Parce qu’elle porte le voile à Canada Tonight, Mme Massa rapporte qu’elle a reçu des messages haineux lui venant d’une mer à l’autre. En traduction libre, sa réaction est limpide : 

«Si vous ne voulez pas regarder mon émission, ne le faites pas, mais avant d’en décider, jugez-moi au moins sur ce que j’ai dans la tête et non pas sur ce que je porte dessus.» Voilà.

Solution de rechange?

Parce qu’elle porte un hijab, il est en effet tentant de penser que tout son travail, sur le plan des idées et des valeurs, s’en trouverait biaisé d’office. Ou qu’une majorité de femmes musulmanes ne le portant pas au Canada, son image à l’écran fausserait nécessairement cette réalité. 

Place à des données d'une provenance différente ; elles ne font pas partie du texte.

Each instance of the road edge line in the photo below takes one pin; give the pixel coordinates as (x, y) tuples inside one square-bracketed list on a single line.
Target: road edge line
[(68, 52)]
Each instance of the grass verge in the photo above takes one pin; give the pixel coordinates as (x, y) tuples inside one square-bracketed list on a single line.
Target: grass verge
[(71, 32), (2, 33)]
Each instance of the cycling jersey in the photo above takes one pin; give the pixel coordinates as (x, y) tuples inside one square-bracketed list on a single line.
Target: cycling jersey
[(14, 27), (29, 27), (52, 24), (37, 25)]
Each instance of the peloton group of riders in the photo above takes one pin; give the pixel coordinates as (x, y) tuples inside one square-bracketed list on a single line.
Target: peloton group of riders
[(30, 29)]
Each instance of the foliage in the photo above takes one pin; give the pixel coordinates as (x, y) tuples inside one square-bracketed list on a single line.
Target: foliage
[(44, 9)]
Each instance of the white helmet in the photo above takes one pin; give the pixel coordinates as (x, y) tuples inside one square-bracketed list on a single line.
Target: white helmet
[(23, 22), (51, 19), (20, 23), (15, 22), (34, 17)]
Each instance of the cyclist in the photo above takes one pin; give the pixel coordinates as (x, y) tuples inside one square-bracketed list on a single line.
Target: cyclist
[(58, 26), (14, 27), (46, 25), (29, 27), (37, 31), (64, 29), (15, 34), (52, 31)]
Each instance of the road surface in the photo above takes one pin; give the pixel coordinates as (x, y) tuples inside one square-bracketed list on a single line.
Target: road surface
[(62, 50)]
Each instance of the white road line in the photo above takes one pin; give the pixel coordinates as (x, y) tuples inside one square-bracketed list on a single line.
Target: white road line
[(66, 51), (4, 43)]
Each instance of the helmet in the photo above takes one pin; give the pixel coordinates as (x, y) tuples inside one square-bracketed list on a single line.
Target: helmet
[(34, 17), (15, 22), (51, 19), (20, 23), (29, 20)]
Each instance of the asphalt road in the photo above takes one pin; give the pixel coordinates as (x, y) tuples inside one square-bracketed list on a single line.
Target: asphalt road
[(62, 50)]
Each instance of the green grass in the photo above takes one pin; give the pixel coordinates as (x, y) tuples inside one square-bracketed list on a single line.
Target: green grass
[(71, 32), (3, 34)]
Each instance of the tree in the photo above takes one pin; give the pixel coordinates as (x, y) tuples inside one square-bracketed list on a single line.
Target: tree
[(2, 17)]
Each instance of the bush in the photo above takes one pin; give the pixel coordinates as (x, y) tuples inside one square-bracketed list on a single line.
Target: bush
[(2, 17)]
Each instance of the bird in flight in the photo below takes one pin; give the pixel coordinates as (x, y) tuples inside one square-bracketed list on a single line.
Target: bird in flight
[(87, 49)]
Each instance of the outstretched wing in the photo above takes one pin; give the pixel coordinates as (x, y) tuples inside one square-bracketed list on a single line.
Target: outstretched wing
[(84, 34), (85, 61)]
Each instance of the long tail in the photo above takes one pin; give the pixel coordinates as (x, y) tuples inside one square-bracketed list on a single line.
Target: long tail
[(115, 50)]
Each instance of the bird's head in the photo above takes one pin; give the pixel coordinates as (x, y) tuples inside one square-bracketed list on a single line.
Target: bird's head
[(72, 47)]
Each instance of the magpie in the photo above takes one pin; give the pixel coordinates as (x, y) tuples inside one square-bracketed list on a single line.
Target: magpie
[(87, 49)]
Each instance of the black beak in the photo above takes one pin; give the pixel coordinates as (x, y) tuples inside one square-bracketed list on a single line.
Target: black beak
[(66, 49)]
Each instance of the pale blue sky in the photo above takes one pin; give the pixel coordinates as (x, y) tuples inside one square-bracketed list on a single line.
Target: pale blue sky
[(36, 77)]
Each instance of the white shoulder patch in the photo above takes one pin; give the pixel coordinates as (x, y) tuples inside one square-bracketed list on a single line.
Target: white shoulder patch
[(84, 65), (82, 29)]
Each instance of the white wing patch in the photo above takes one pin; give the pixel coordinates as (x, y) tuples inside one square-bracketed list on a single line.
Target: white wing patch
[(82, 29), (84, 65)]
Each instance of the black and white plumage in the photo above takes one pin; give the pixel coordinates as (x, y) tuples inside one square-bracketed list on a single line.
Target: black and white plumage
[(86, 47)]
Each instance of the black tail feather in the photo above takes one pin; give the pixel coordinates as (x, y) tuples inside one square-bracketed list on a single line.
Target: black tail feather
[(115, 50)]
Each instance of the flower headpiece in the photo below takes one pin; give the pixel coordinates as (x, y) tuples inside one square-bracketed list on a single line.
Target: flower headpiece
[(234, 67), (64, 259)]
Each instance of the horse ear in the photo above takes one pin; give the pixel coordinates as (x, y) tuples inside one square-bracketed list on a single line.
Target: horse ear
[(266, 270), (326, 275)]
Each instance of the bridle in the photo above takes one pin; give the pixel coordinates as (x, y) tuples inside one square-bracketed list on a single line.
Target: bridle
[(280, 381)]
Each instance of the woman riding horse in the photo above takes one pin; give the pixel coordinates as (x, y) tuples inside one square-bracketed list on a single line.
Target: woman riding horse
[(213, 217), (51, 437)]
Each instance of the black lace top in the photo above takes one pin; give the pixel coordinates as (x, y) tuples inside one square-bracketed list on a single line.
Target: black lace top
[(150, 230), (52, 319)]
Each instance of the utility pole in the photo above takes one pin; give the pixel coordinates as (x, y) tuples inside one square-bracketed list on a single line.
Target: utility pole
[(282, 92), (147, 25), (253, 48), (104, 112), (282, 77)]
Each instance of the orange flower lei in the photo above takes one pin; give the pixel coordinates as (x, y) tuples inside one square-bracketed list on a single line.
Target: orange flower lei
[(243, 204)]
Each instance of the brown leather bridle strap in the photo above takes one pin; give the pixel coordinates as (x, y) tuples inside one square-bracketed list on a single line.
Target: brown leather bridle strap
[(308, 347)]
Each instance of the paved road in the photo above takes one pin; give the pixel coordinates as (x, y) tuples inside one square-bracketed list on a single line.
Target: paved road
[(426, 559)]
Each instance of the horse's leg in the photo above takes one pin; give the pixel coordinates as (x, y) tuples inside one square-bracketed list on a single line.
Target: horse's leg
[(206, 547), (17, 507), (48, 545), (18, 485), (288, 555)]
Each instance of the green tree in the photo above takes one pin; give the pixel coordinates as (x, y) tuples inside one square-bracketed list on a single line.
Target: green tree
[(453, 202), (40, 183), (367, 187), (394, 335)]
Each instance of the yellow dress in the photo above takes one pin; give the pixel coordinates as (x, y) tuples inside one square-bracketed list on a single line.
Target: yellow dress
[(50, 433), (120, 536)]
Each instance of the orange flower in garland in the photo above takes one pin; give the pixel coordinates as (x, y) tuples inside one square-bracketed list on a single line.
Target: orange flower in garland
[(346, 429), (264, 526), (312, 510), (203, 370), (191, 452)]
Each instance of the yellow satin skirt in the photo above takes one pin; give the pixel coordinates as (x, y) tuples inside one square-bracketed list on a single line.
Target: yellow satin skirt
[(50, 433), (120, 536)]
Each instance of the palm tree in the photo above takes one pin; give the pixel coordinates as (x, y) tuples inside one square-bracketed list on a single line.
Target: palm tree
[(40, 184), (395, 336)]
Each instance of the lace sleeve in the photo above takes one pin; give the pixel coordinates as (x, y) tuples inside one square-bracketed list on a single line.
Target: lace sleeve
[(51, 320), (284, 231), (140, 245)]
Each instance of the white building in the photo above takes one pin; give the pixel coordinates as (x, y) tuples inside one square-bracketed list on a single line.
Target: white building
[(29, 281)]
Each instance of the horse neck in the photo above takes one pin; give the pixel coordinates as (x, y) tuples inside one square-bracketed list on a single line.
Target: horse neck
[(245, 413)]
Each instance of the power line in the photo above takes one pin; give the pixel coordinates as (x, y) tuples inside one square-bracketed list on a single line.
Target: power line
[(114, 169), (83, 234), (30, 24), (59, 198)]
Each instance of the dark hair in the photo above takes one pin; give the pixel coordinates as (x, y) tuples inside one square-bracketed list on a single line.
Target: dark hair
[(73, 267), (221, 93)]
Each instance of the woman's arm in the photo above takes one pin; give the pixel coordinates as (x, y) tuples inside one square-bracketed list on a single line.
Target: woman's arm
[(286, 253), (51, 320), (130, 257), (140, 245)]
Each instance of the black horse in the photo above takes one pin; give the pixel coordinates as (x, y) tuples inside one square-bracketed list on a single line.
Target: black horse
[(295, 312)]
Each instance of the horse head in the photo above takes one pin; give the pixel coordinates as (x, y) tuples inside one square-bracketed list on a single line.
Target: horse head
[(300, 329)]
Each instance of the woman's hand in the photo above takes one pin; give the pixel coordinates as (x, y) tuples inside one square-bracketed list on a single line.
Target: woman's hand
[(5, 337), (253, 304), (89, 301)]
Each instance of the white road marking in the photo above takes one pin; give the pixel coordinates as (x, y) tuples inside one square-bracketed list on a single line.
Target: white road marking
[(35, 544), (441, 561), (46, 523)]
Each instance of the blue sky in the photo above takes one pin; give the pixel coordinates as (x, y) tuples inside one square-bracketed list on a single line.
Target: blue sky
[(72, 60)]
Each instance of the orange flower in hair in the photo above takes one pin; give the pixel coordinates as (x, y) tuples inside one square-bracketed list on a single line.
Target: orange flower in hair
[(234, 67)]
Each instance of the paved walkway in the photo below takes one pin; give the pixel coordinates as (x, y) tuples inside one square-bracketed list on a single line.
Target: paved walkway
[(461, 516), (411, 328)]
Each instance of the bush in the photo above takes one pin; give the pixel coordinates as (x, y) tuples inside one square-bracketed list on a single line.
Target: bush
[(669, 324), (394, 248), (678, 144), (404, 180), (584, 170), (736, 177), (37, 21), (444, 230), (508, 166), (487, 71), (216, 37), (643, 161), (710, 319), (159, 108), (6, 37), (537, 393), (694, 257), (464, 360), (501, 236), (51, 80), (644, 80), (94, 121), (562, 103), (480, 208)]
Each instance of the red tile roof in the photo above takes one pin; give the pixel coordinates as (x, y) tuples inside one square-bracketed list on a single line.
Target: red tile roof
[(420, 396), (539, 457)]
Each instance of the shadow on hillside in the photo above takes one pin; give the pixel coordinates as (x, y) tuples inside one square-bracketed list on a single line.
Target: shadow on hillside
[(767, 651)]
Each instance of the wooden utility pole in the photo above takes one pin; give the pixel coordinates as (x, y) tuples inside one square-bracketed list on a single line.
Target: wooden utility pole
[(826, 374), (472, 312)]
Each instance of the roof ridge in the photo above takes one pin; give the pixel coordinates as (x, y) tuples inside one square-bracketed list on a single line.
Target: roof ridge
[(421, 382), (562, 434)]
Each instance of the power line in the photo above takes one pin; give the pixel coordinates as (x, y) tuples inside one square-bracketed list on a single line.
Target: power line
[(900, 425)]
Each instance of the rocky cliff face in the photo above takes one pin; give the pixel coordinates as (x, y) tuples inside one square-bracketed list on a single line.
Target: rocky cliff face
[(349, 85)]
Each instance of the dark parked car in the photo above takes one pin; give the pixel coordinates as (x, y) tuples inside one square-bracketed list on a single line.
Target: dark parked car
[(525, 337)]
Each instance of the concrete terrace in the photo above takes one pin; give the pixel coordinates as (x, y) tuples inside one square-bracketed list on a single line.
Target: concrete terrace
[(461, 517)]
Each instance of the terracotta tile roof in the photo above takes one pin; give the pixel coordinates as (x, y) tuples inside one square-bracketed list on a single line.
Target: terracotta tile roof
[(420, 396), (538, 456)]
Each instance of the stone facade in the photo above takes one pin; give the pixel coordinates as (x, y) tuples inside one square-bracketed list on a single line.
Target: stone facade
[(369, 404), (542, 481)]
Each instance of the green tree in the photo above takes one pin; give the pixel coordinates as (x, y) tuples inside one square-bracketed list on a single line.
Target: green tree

Ou encore, que sur un diffuseur national à heure de grande écoute, le hijab vient projeter une image rétrograde et oppressante des femmes. La carrière même de Ginella Massa dit pourtant tout le contraire. De fait, quelle serait la solution de rechange? 

Aurait-il fallu l’empêcher de gravir les échelons de son métier parce qu’elle porte un voile? Ou aurait-il fallu le lui interdire en ondes alors qu’au pays, le port du hijab dans l’espace public, sauf pour de nouvelles enseignantes au Québec sur leurs heures de travail, est parfaitement légal?

Biais invisibles

Si cela s’était avéré, force eût été de conclure à de la discrimination pure et simple. Et le «biais» religieux? Même sans signe visible, le «biais» religieux peut se porter en toute invisibilité, dans la tête, toutes religions confondues. L’important n’est-il pas d’exercer son métier avec professionnalisme?

Ce qui nous ramène à l’émission de Ginella Massa. Comment c’est? Elle y aborde les sujets du jour – pandémie, gestion politique, santé mentale, vaccination, l’extrême droite des Proud Boys, le bannissement de Trump des médias sociaux, tempête hivernale en Espagne, etc. 

Ses expertes et experts invités sont parfois issus de minorités visibles, parfois non. Leurs perspectives sortent souvent des sentiers battus. L’analyste montréalaise Martine St-Victor en fait d’ailleurs partie. 

Sur le panel auquel elle participe, ça parle de tout – politique, société, télé, mode, incluant même cette question : que faire du personnage de Samantha Jones dans la prochaine suite de Sex and the City?

Bref, l’émission est à l’image de son animatrice – vivifiante, dynamique et diversifiée en toutes choses. Franchement rafraîchissante.